Sunday, January 9 2022
US moves 1,000 troops to Germany
— Secretary of Defense Jack Shannon announced that the Department of Defense would transfer one thousand soldiers to US Army bases in Germany, as tensions between Russia, Belarus and Ukraine remain high. Shannon said that 500 of those transferred would come from the 40,000 American soldiers in Qumar and the rest from units stationed in the US.
"This slight increase in forces [in Germany] has come as a result of joint assessments of the United States and commanders in the Bundeswehr," Shannon said, referring to the German armed forces. "There is no plans for further increases at this point in time."
Russian Minister of Foreign Affairs Fyodor Avodin called the troop increase "provocative" and said that Washington was "needlessly escalating" the situation in eastern Europe. Fox News contributor and retired general Lloyd Pendleton echoed Avodin's sentiments, saying the increase in US troops was unnecessary and that removing soldiers from Qumar was "an irresponsible dereliction of the true fight against Islamist terror."

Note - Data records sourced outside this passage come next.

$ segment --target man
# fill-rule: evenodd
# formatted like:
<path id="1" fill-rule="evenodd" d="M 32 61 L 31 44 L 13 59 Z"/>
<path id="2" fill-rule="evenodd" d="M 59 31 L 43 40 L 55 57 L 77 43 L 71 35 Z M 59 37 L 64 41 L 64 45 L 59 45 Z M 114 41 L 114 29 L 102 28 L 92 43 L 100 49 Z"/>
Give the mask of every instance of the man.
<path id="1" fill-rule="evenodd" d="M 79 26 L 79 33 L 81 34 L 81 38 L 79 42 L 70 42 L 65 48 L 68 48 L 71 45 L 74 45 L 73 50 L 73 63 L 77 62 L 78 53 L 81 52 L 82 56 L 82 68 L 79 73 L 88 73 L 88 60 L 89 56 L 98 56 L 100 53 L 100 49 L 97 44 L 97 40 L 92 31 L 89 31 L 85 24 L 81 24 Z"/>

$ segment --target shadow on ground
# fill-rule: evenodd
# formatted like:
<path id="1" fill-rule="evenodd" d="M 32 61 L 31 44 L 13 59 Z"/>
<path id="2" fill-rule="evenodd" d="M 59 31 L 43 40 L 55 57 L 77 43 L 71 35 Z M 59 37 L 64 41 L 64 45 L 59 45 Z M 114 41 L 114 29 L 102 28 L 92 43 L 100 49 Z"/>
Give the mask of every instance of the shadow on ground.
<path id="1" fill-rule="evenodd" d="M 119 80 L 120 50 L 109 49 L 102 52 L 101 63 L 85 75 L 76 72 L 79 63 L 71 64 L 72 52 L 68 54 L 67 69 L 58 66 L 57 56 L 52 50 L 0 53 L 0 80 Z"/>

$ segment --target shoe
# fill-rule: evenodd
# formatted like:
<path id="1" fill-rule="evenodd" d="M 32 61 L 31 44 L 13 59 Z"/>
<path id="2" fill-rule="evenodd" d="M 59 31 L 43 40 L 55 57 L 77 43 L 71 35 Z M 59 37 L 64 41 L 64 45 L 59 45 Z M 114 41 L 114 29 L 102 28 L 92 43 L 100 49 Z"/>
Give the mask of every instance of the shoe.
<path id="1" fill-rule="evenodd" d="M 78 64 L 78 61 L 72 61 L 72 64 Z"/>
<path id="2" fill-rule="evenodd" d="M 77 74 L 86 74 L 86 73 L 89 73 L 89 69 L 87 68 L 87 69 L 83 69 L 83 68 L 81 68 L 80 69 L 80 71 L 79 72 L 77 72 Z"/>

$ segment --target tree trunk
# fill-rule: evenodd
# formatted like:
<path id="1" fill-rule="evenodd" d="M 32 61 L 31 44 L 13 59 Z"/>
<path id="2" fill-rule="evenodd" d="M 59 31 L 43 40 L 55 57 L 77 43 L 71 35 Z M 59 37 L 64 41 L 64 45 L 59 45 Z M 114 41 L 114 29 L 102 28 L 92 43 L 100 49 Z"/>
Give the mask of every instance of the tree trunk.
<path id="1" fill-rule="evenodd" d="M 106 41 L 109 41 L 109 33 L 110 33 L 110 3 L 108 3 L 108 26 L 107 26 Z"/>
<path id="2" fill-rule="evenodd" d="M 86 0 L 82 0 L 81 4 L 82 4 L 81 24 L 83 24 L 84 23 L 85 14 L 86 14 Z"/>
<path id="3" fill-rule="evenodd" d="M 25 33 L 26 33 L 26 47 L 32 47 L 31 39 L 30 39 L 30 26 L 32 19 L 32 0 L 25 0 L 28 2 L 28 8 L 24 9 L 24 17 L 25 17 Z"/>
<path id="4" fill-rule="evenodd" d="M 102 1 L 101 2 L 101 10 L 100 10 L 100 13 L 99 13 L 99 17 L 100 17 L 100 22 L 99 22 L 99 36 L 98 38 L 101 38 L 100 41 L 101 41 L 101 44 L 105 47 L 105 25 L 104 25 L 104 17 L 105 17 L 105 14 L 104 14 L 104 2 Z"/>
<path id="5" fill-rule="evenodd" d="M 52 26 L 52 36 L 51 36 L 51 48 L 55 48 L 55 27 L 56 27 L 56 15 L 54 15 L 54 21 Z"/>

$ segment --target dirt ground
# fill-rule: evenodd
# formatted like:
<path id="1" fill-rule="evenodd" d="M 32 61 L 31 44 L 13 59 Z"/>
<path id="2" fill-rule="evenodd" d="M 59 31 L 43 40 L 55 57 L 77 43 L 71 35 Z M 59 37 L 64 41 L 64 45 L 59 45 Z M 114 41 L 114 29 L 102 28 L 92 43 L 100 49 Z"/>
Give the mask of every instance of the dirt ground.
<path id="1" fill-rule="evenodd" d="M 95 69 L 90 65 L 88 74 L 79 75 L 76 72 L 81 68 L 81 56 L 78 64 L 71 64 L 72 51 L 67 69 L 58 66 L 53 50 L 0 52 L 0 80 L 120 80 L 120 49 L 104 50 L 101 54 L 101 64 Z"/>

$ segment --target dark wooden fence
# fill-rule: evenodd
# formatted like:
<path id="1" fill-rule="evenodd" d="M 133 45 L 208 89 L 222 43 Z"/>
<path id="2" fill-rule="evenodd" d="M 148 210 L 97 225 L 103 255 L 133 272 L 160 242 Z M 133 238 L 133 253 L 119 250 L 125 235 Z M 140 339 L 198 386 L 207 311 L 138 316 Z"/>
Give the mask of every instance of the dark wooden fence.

A Pentagon spokesman said that the 500 troops removed from the Qumar theater would not be replaced owing to "the improved security situation in several provinces", reducing the US presence there to around 39,500 soldiers.
Sunday, 9 January 2022
PM's struggles lead to first Labour lead in nearly dozen years
Prime Minister Michael Duggan's struggles since arriving at 10 Downing Street has been reflected in the latest nationwide opinion polling of the new year, with Labour opening its first lead above the margin of error for the first time in nearly a dozen years.
Polls released today show that Labour is the choice of 37% of respondents, six points ahead of the Conservatives at 31%. The NPP and Liberal Democrats have risen slightly to 14% and 11% respectively. Labour leader Jack Coll similarly leads Duggan in the "preferred prime minister" poll by a similar margin (35% to 30%), the first time a Tory leader has been behind his Labour counterpart since the party returned to power in 2011.
"It can't be said that it's been a smooth transition," one Tory MP told the BBC, referring to the change in leadership from Richard Samuels to Duggan. Another cited the prime minister's inability to thread the needle on hot-button issues, including a referendum on membership in the European Union, as causing the party to shed support to the NPP and other Euroskeptic parties. Some in the party also have criticized the prime minister over his handling of the Cyprus affair, with the right-wing of the party urging further reinforcement of the Sovereign Base Areas in spite of Turkish and Northern Cypriot forces appearing uninterested in assaulting them. Others have taken issue with the government refusing to draw-down the 5,000 British troops remaining in Qumar in spite of the withdrawal of Iranian and Chinese forces, as well as multiple reductions in the number of American troops under President Seaborn.
But pollsters found that the reason for this latest dip is the result of several Conservative members and former members of parliament being implicated in "sleaze" scandals involving breaking parliament's ethics and disclosure laws, improper steering of government contracts and concerns over several appointments to the House of Lords in the New Year's Honours List. Notably, financier and former Conservative treasurer Tom Finch, who has donated over £3 million to the Conservative Party, was nominated to the Lords over a unanimous objection by the House of Lords Appointment Commission, the first time a prime minister has done so since the commission's establishment.